On Trait Evolution in a Heterogeneous Environment: Oviposition Site Selection in a Mosquito in Response to Multiple Risk Factors
Abstract
A focus in evolutionary biology is to understand the drivers of diversity in animal behavioural traits in the living world. Animals facing similar problems in the environment, such as the problem of how much to invest in parental care, can have very different solutions to the same problem. This large diversity in traits can be explained by a reasonable proposition that this diversity is of adaptive value and is a result of selection pressures acting in a given environment. In wild populations, multiple selection pressures are likely to shape trait evolution. While these multiple selection pressures can manifest through different ecological or demographic conditions, these conditions themselves could vary predictably over space or time, or in an unpredictable manner, a relatively less studied form of environmental variability. While predictable variation in the environment could shape traits through adaptive phenotypic plasticity, traits could also be shaped by unpredictable variation in environment. Unpredictable variation in environments could lead to the evolution of strategies, such as evolutionary bet-hedging or spreading the risk. In my thesis, I attempt to understand how oviposition site selection, a behaviour where multiple selection pressure regimes are rarely considered, is shaped by multiple selective factors in a variable environment.
Oviposition site selection is a form of habitat selection where a female chooses a site for laying eggs. This decision can have important fitness consequences for the female because the quality of the site selected can influence the quality (e.g., survival, growth, size at maturation) of her offspring, and thereby their reproductive value (the number of offspring that they are capable of producing). In my thesis, I test how oviposition site selection decisions in the mosquito Aedes aegypti are influenced by variation in three important ecological factors, namely risk of larval predation, risk of competition, and risk of pool desiccation. To investigate the factors influencing evolution of oviposition site selection decisions, I first measured fitness trade-offs associated with larval predation risk and conspecific competition risk at potential oviposition sites through experimental manipulation in the laboratory. I found that larval performance reduced substantially under predation, as predicted. I also found surprisingly strong negative effects of competition, and most importantly, an interaction between predation and competition effects such that under high larval densities, predators may have a positive
effect by providing a release from intense effects of competition.

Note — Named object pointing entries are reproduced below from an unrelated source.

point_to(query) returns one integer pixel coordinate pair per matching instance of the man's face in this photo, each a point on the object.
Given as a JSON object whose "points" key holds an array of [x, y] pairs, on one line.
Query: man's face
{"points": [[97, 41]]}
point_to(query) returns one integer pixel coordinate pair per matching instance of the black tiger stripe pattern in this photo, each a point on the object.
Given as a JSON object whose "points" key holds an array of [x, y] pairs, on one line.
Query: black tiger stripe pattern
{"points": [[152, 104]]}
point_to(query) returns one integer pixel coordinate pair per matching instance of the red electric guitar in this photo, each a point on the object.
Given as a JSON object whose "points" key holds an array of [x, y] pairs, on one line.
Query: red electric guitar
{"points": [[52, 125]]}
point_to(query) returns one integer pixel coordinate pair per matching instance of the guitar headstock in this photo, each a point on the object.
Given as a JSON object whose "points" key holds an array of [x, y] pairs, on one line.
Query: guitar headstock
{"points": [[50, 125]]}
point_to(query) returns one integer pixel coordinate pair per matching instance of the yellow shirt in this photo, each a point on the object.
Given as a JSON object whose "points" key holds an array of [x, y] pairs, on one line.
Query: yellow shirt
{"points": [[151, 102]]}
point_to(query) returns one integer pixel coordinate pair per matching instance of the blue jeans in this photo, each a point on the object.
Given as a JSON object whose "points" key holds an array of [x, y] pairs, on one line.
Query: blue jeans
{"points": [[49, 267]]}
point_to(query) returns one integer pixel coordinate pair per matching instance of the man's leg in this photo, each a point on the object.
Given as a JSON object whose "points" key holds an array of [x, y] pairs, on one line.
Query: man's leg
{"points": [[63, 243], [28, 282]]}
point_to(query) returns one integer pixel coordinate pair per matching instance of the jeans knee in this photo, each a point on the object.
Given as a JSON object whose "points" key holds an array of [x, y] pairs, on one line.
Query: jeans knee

In the next chapter, I investigate female oviposition behaviour in the light of these tradeoffs in an artificial pool experiment conducted in field conditions. My findings indicate that females showed a complex oviposition response towards the risk of predation, displaying attraction towards pools with low predator densities and aversion towards pools with high predator density. I explain this complex oviposition behaviour using my findings concerning a predation competition trade-off. I propose that larval predators can provide positive fitness benefits when coupled with other risks, in this case, conspecific density effects.
I next focussed on spatial and temporal patterns under natural conditions in two risk factors, namely, pool desiccation risk and larval predation risk. I quantified variation in these risk factors across multiple natural breeding sites (rock pools) over the breeding season of Aedes vexans, the dominant rock pool breeding species at the field site. I report predictable variation in both risk factors and unpredictable patterns of variability in larval predation risk. I used these patterns of variability in risk factors to predict and test female oviposition site selection response to these varying multiple risk factors through manipulative experiments using natural breeding sites (rock pools) in the field. I found signals of complex oviposition site selection response towards multiple risk factors: larval predation risk and pool desiccation risk. I found that females avoided large pools that permanently harbour predators in natural settings. Females did not show a strong preference for small pools that naturally do not harbour predators, indicating that multiple factors – desiccation risk and larval predation risk - could interact to influence female decision making.
Overall, my findings indicate that oviposition site selection responses are complex, sensitive to interactions between multiple selective factors, and influenced by patterns in variability in some of these factors.